Le rap change. Les mouvements musicaux le traversent et disparaissent. De nouvelles scènes régionales surgissent année après année, avant d'être englouties par la vague suivante. Mais la musique de Gucci Mane, elle, perdure. Elle le fait en Géorgie. Elle le fait dans le Tennessee. Elle le fait même dans l'Illinois, on l'a rappelé il y a peu, à travers le retour gagnant de Z Money. Et elle le fait enfin dans l'Arkansas, à en croire deux des protégés les plus remarquables de l'homme d'Atlanta, BiC Fizzle et Cootie, présents l'an passé sur la compilation So Icy Boyz, et tous deux issus des lieux.
Cootie a intitulé son premier album Welcome to the Trap, et il ne ment pas sur la marchandise. C'est exactement de cela qu'il s'agit sur ses quinze morceaux très courts : d'une suite de divagations sur la conception et le trafic de drogue, avec son cortège de filles faciles, d'hommes morts et d'argent sale, énoncées sur des beats claironnant, ou sur d'autres qui font si bien dodeliner la tête avec leurs mélodies simplettes qu'on en oublie l'outrance du propos, comme avec les excellents "Flip" et "Brixx", tous deux des relectures de titres emblématiques de la mixtape de Guwop EA Sportscenter.
Ce sont les vantardises d'un expert du Pyrex au poignet agile et d'un dur-à-cuire qui plait aux femmes, sur ces temps forts que sont "Acting Tough" et le chantonné "Extra". Tout juste Cootie paraît-il moins burlesque que son modèle, sa voix étant plus sérieuse, voire grave sur le titre "Big Dreams".
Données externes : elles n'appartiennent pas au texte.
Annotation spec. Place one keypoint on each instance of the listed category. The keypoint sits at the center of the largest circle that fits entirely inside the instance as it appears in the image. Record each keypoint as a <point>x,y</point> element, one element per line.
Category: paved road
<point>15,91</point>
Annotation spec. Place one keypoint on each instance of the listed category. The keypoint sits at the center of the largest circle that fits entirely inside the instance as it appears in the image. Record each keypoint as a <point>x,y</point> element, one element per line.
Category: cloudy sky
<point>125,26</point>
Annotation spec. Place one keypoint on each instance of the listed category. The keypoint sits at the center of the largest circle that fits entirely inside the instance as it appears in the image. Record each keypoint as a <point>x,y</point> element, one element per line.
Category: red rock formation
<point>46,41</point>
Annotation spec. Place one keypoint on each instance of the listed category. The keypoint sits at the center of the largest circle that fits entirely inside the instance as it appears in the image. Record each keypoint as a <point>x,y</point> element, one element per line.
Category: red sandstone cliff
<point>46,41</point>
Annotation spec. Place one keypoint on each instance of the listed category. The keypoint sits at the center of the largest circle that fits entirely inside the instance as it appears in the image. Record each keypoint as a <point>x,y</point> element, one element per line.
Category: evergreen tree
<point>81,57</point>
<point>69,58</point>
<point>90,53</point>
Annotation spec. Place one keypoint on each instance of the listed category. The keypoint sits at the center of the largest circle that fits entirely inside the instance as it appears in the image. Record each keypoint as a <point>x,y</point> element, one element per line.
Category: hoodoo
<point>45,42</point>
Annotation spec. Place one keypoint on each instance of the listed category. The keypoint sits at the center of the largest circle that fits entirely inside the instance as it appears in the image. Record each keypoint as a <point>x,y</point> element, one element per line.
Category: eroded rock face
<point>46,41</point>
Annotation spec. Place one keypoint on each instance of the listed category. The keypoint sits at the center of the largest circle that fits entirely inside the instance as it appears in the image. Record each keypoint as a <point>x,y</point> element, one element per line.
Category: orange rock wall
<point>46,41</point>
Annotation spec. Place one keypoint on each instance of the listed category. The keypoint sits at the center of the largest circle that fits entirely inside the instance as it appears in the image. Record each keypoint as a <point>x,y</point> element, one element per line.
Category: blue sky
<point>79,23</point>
"I feel like Gucci in '09", dit-il sur le dernier titre, samples du maître à l'appui. Je me sens comme Gucci en 2009. Et pour cause. C'est de la trap music dans son expression la plus pure, celle popularisée il y a quinze ans par Guwop, mise à jour avec quelques routines ultérieures telles que la flûte et les répétitions à la Migos de "Trap Out Da Spot". C'est celle des autres protégés de Gucci Mane, Big Scarr et BIG30, tous deux présents sur cet album. C'est aussi celle défendue par le regretté Young Dolph et par son disciple Key Glock.
Blytheville, d'où vient Cootie, n'est d'ailleurs qu'à quelques encablures de leur bonne ville de Memphis, celle aussi de Project Pat, le géniteur original de ce style, celui-là même qui a été le modèle de Gucci Mane. La filiation est d'autant plus évidente que Cootie imite son flow sur "On the House", et qu'il y reprend aussi la musique de son "Blunt to my Lips". Il remonte même plus loin dans la tradition de la chanson afro-américaine sur le deal de drogue, quand il détourne sur "Supafly" le "Pusherman" de Curtis Mayfield.
"Cootie here to bring the trap back", déclare le rappeur sur l'album. "Cootie est là pour ramener la trap". Et en effet, le long de ces quinze titres, il nous y transporte en plein cœur.